Data from: Complementarity of statistical treatments to reconstruct worldwide routes of invasion: the case of the Asian ladybird Harmonia axyridis
Lombaert, Eric et al. (2014), Data from: Complementarity of statistical treatments to reconstruct worldwide routes of invasion: the case of the Asian ladybird Harmonia axyridis, Dryad, Dataset, https://doi.org/10.5061/dryad.80kg5
Inferences about introduction histories of invasive species remain challenging because of the stochastic demographic processes involved. Approximate Bayesian computation (ABC) can help to overcome these problems, but such method requires a prior understanding of population structure over the study area, necessitating the use of alternative methods and an intense sampling design. In this study, we made inferences about the worldwide invasion history of the ladybird Harmonia axyridis by various population genetics statistical methods, using a large set of sampling sites distributed over most of the species’ native and invaded areas. We evaluated the complementarity of the statistical methods and the consequences of using different sets of site samples for ABC inferences. We found that the H. axyridis invasion has involved two bridgehead invasive populations in North America, which have served as the source populations for at least six independent introductions into other continents. We also identified several situations of genetic admixture between differentiated sources. Our results highlight the importance of coupling ABC methods with more traditional statistical approaches. We found that the choice of site samples could affect the conclusions of ABC analyses comparing possible scenarios.

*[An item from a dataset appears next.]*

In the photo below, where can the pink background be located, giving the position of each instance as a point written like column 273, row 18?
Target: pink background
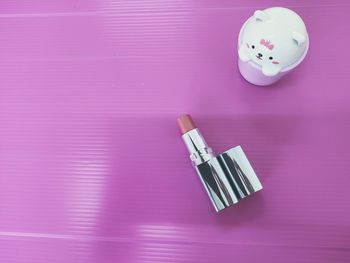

Approaches involving independent ABC analyses on several sample sets constitute a sensible solution, complementary to standard quality controls based on the analysis of pseudo-observed datasets, to minimize erroneous conclusions. This study provides biologists without expertise in this area with detailed methodological and conceptual guidelines for making inferences about invasion routes when dealing with a large number of sampling sites and complex population genetic structures.